CVRT is a useful imaging technique for pre-operative evaluation of flap designs. It allows the surgeon to assess vessel versatility via a 3D photo-realistic representation of the anatomical distribution of the perforators relative to the muscle and other structures around it. This allows for efficient evaluation of a TDAP flap, which is associated with superior surgical outcomes.
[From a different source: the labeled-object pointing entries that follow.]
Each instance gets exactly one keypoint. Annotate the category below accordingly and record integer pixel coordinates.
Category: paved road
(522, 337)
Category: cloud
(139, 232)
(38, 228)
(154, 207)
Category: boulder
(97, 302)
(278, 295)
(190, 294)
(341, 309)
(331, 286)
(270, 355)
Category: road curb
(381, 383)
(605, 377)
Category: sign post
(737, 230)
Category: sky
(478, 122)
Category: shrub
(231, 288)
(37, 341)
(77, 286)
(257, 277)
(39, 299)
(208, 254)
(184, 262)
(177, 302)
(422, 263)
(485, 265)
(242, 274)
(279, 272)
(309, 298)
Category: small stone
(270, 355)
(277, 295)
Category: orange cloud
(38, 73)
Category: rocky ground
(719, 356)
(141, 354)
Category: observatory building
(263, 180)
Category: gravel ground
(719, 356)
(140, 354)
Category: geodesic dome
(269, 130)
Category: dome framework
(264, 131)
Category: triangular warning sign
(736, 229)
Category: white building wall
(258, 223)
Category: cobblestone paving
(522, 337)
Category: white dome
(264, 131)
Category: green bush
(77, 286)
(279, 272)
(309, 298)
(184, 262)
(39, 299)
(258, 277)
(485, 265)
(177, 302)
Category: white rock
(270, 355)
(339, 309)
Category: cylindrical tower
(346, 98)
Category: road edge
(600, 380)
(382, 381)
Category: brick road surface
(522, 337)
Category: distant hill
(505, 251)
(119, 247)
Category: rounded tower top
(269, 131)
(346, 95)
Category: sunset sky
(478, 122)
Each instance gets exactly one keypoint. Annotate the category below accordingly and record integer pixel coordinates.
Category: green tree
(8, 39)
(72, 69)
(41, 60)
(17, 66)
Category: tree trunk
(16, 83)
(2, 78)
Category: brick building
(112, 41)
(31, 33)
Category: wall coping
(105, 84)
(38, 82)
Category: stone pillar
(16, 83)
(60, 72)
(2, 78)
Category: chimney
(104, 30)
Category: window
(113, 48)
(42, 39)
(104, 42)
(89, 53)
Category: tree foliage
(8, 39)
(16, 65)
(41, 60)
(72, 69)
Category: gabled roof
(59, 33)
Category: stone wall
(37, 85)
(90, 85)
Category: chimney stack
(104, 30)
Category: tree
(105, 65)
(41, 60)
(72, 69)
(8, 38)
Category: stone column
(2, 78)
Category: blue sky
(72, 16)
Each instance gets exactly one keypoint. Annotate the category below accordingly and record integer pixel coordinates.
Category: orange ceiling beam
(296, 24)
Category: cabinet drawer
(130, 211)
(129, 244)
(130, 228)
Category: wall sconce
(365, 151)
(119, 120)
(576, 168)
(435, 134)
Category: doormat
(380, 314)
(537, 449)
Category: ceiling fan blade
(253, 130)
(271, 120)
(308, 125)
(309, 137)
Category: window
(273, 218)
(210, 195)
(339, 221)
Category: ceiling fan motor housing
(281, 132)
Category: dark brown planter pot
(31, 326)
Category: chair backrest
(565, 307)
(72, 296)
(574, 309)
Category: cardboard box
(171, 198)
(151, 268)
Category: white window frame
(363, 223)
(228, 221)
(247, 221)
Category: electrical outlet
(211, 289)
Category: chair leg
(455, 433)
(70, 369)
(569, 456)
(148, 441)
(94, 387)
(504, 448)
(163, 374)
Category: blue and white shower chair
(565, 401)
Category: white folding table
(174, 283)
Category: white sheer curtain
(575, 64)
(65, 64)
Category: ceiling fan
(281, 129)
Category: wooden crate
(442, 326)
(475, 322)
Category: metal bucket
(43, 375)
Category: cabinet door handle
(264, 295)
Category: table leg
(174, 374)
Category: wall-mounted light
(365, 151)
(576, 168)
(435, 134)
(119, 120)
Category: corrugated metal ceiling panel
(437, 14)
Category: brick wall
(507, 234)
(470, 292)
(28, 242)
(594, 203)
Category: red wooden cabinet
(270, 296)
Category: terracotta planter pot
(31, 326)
However, future studies should be conducted in order to further assess the value and use of CVRT in perforator flap design.

Imaging with CTA and evaluation with CVRT provide an optimal view of the TD artery in relation to surrounding anatomical structures.

Pre-surgical imaging of the TD artery allows for pre-operative decision making on skin-only or muscle flaps.

Pre-operative planning provides the patient with best surgical outcomes by anticipating complications and suggesting the most favorable surgical technique.